N.B. The reasoning behind my thoughts about using OSGi bundles for
activation is; all services could reside in one JVM along with the OSGi
framework and the mechanism for Activation, reducing memory consumption.
Peter Firmstone wrote:
Note that when you export your service it's proxy is stored in
Marshalled form until the client discovers it, while in Marshalled
form only, it cannot participate in DGC. In that case you might want
to hold a reference for a period of time (Lease), long enough to allow
your clients to discover the service.
I've had thoughts about OSGi's use of bundle activation and
deactivation, if a service is implemented in a bundle, the service id
could be stored to disk on the dedicated area reserved for that
particular bundle. Another bundle might manage leases for several
jini Services that are exported, activating them on demand. There's
always Phoenix of course, just some thoughts.
Cheers,
Peter.
Peter Firmstone wrote:
Is DGC enabled? It's disabled by default.
Peter Firmstone wrote:
Sim IJskes - QCG wrote:
Hello,
i've got a strange problem with DGC.
In a service, we create a service, export it with DGC, keep no
reference of the service or exported service on the service side,
return it immediately to the caller.
The expected behaviour is that from the moment of export, we get a
certain period for the exported service to be deserialized at the
caller side, and do our first DgcServer.dirty call.
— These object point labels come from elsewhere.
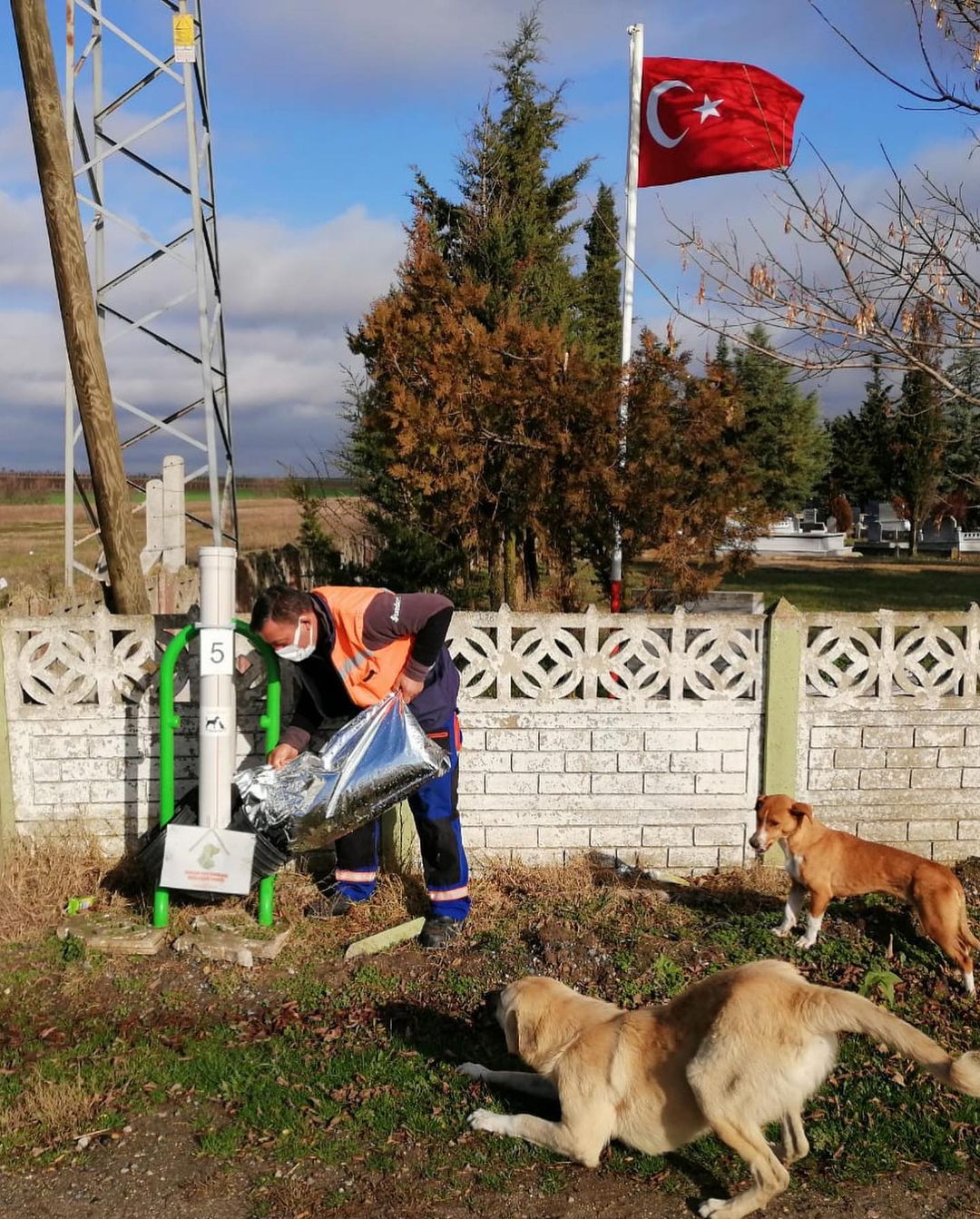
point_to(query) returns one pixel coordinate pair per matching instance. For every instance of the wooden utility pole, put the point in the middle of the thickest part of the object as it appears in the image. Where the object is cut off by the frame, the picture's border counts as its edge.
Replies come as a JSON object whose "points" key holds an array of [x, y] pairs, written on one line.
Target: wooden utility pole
{"points": [[74, 294]]}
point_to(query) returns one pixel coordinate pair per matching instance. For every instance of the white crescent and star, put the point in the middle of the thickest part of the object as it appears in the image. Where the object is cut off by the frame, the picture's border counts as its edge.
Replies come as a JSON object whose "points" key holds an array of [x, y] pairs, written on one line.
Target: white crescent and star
{"points": [[707, 109]]}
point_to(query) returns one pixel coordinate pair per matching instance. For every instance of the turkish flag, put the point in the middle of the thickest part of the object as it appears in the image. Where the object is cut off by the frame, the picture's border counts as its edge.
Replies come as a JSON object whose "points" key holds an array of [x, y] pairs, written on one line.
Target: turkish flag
{"points": [[702, 117]]}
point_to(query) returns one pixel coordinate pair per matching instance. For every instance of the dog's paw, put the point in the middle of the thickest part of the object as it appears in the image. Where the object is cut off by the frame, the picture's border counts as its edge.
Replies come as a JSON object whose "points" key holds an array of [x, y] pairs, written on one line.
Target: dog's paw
{"points": [[475, 1070], [483, 1119]]}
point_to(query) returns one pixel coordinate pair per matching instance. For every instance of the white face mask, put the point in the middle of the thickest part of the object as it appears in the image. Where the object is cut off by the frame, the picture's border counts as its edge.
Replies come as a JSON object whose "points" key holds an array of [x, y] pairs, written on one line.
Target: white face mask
{"points": [[293, 651]]}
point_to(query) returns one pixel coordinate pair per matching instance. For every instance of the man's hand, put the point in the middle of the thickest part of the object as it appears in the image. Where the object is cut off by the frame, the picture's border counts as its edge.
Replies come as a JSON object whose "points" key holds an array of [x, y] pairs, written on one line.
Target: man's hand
{"points": [[280, 754], [408, 688]]}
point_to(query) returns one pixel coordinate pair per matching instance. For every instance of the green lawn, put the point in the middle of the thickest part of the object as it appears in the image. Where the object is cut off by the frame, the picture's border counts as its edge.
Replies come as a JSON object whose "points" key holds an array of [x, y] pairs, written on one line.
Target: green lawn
{"points": [[348, 1069], [885, 584]]}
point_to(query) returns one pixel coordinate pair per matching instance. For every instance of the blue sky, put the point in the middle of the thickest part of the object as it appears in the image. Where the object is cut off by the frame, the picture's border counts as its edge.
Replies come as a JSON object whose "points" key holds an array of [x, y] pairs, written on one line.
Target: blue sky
{"points": [[318, 113]]}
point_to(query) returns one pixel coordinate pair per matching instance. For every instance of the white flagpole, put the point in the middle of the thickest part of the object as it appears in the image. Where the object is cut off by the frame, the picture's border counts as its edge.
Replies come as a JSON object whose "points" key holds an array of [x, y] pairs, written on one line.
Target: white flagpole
{"points": [[629, 245]]}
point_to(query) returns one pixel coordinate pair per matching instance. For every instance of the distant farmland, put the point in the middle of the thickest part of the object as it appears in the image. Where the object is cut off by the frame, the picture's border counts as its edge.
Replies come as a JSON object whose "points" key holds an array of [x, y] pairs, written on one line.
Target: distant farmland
{"points": [[48, 487]]}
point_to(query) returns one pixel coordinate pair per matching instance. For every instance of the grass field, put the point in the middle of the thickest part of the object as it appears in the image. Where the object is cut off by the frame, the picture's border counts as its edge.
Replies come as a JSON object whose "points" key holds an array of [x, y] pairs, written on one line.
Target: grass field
{"points": [[311, 1085], [32, 536], [31, 554], [866, 585]]}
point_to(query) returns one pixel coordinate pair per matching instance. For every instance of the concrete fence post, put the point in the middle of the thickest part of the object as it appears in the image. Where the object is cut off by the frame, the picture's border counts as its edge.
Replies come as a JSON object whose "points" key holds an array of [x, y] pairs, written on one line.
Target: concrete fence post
{"points": [[781, 700], [6, 773], [400, 852]]}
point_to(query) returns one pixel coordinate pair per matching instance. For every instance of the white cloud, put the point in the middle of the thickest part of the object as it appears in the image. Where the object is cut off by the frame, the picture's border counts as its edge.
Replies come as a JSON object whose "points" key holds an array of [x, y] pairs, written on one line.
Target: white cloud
{"points": [[311, 278], [291, 291]]}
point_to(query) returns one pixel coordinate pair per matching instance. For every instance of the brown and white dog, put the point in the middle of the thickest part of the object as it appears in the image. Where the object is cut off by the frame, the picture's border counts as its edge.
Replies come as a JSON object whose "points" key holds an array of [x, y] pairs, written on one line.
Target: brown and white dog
{"points": [[828, 863], [729, 1055]]}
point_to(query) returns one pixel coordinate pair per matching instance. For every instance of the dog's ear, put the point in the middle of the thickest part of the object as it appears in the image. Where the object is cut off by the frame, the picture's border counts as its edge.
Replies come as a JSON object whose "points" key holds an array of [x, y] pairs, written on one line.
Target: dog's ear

It turns out, that ObjectTable$Target.collect is called before the
first dirty call is done.
What exception does the client throw?
What's the lease duration? Is the lease expiring prior to the the
first dirty call?
Does it relate to River-142?
https://issues.apache.org/jira/browse/RIVER-142?page=com.atlassian.jira.plugin.system.issuetabpanels:all-tabpanel
Is this expected behaviour? Should i bridge the time between the
export and the first dirty with a shortlived reference keeper?
Should i call dirty on the service side?